2. Çocuğun bulunduğu yerde dedikodu olmaz. Çünkü herkes çocukla meşgul olur,
oyalanır ve dedikoduya fırsat bulamaz.
Çocuğun yediği helâl, giydiği haram.
Çocuğun sağlıklı, dinç ve güçlü olması için iyi beslenmeye ihtiyacı vardır. İyi
beslenmeyen çocuk kimi hastalıkların pençesine kolayca düşebilir ve sağlıklı bir
gelişim gösteremez. Bu bakımdan onun gelişip büyümesi, iyi beslenmesi için ne
kadar para harcansa yerindedir. Ancak giyim için yapılan hesapsız harcamalar
doğru değildir. Çocuk giydiği elbisenin kıymetini bilemez, hor kullanır,
kirletir ve paralar. Ayrıca gittikçe büyüdüğü için bugün kullandığını yarın da
kullanamaz. Bu sebeple gerekli olan dışında çocuğu pek pahalı giysilerle
donatmak yanlıştır.
Çocuk büyütmek taş kemirmek.
Çocuk büyütmek büyük fedakârlık ister. Çünkü anne_baba çocuğu büyütmek için
türlü zahmetler çeker, büyük emek verirler. Gerek yeme ve içmeleri, gerek
eğitimleri için ellerinden geleni yapıp olmadık zorluklara katlanırlar.

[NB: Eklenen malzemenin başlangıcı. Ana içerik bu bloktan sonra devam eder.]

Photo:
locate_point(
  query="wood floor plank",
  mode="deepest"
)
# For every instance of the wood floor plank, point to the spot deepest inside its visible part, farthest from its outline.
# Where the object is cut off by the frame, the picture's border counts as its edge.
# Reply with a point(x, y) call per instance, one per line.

Çocuk doğmadan kaftan biçilmez.
Bir iş henüz ortaya çıkmadan, bir neticeye varmadan kimi hazırlıklara girişmek,
onun hakkında yorum yapmak yanlıştır. Önce iş ya da olay netleşmeli, ne olup
olmadığı anlaşılmalı, sonra hazırlık yapılmalıdır.
Çocuk düşe kalka büyür.
Hemen her çocuk emeklemeye, yürümeye başladığı zamanda sık sık düşüp şurasını ya
da burasını incitebilir. Bu durum son derece doğaldır. Anne_baba bunun için
kaygı duymamalıdır.
Çocuktan al haberi.
1. Çocuk gizlilik kavramından haberdar değildir. Dolayısıyla duyduğu şeyi
kolayca başkalarına söyleyebilir. Bunun yanlış olduğunu da düşünemez. Bu sebeple
başkasının duyması istenmeyen, sır olarak kalması gereken şeyleri çocuğun
yanında konuşmaktan kaçınılmalıdır. 2. Çocuklar yaşları gereği yalan dolan nedir
pek bilmezler. Kendilerine sorulan bir şeyi, bildikleri ve tanık oldukları bir
olayı, duydukları bir sözü olduğu gibi anlattıkları, çarpıtmadıkları için
haberin doğrusu çocuklardan alınır.
Çoğu zarar, azı karar.
Her şeyin bir ölçüsü ve bir sınırı vardır. Bunları ihlâl eden, aşan, aşırıya
kaçan insan zararla karşılaşır. Böyle bir sonuçla karşılaşmamak için en uygun
ölçü olan "karar" sınırında kalınmalı, öteye gidilmemelidir.
Çok arpa atı çatlatır.
At arpayı çok sever ama ölçüyü kaçırıp da gereğinden fazla yerse zararını hemen
görür. Bunun gibi her işte de bir ölçü vardır, ölçüyü kaçırıp işte aşırı gitmek
zararımıza olur.
Çok bilen çok yanılır.
Bir insan çok bilgi sahibi olabilir. Ama bu demek değildir ki her şeyin
mahiyetini biliyor. Onun da bilmediği, inceliğini kavramadığı pek çok şey
vardır. Bu bakımdan bilgisi sebebiyle bir insan kendisine güvenip öyle olur
olmaz şeylere karışmamalıdır. Yoksa yaptığı bir hareket, söylediği bir söz, fark
etmediği bir durum onu yanılgıya düşürüp zor durumda bırakabilir.
Çok gezen çok bilir.
Bilgi edinmenin çeşitli yolları vardır. Bunlardan biri de gezip görerek
öğrenmedir. İnsanlar gezdikleri yerlerde gördükleriyle ilgili pek çok bilgi
edinirler. Ne kadar çok yer gezerlerse, bilgileri de o kadar çok artar; bu
yolla, bildikleri üzerine bilgi katarlar, bilgi dağarcıklarını zengin kılarlar.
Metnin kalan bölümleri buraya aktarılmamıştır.